Thursday, May 2, 2024

What Will Happen to Current Library Building?

Letter to the Editor

To the Editor,

I noted with some interest the council move to hire a consultant to assess the viability of the former Foodland building as a potential library.

Despite the painfully long process of discussing new library locations, there never seems to be mention of what to do with the CURRENT library building. It’s a beautiful 82 year-old building, but has no obvious potential to be a commercial entity, especially in a town with an average of 16 empty storefronts, not even counting the grocery store building, or the lengthy downtown stretch of abandoned houses and movie theatre.

The last thing the the ratepayers need is yet another municipal building, and the property is too small to be added to the inventory of ‘development properties’ (that oddly never seem to reach actual development), so the existing library might well be subject to the wreckers’ ball one day. This would be a shame.
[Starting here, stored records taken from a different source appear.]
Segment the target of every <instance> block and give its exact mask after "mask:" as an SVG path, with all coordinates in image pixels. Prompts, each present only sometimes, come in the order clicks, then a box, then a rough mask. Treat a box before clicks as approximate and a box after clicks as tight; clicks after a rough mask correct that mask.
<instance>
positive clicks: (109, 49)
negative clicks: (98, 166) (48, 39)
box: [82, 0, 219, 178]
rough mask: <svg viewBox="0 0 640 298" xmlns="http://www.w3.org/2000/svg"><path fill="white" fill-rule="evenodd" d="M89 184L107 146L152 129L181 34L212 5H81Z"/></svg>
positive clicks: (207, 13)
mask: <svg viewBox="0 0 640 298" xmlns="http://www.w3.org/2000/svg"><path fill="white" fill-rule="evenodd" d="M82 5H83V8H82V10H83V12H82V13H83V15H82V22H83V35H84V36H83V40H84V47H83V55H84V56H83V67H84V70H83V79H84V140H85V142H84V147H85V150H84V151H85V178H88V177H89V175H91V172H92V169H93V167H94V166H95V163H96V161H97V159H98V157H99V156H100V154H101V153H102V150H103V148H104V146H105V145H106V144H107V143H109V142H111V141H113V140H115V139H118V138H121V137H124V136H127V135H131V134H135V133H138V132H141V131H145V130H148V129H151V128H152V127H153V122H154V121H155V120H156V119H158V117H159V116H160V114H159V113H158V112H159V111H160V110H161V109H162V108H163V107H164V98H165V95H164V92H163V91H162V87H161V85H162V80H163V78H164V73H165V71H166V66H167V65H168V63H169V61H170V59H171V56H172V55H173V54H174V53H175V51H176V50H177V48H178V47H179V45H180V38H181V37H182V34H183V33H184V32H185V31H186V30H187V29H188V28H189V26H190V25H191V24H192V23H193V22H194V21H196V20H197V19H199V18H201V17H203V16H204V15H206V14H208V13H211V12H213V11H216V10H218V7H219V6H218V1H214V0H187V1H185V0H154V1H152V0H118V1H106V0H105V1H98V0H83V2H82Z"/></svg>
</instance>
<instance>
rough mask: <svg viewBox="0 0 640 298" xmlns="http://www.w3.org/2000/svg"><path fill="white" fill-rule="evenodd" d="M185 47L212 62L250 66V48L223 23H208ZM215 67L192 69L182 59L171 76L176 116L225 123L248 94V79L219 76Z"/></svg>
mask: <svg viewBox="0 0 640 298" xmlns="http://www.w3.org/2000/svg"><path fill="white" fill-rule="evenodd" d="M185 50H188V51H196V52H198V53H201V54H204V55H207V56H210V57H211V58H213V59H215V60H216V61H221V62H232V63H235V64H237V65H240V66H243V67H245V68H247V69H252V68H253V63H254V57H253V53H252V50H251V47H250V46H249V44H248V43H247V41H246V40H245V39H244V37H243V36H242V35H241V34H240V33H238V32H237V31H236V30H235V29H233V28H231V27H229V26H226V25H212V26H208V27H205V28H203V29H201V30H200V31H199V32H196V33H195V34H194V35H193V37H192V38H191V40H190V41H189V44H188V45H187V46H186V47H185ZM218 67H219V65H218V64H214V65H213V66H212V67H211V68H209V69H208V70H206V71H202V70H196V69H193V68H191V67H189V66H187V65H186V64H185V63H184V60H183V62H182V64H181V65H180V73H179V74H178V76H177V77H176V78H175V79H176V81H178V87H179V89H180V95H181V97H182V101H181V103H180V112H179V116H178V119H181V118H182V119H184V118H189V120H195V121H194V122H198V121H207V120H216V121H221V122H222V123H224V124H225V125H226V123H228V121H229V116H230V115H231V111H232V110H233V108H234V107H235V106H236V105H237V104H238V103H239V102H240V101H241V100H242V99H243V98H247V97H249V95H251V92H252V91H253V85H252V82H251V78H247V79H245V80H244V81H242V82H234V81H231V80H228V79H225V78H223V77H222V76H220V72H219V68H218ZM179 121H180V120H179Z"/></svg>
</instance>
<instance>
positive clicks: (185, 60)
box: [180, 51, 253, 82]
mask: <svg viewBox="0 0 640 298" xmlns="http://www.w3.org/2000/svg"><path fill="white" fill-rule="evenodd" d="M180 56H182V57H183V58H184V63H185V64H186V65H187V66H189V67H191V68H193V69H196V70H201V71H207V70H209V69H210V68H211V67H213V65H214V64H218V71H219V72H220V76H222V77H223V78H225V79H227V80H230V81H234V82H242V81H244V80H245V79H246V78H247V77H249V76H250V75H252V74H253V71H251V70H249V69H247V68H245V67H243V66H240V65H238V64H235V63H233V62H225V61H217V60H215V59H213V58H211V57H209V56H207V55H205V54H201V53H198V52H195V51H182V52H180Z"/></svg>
I wonder what private enterprise would do, if they owned several properties, but were faced with the library dilemma?

Having worked in private industry all my life, I know they would be unlikely to keep hiring consultants.

I believe that one of the considerations private enterprise would strongly consider is moving all the unsaleable (and seldom viewed) artworks out of Meaford Hall, and putting them in a repurposed 1935 library building. It could be cosmetically touched up to suit this purpose.

Perhaps the arts community, if it is large enough, could set up a trust to maintain the building, as ‘Friends of the Gallery’.

The library would be moved to Meaford Hall, where the current galleries would easily accommodate the book needs, and the lower level would easily accommodate the teens, children’s, and computer divisions of the library. Library use fully conforms to the cultural criteria used to secure the grant portion of rebuild funds acquired several years ago.

The Hall would then be actually used, in its entirety, every day! Imagine that!

This might actually make sense and save enormous sums of money, but no level of government espouses these two radical concepts, so it would probably never be considered by our local council. Pity.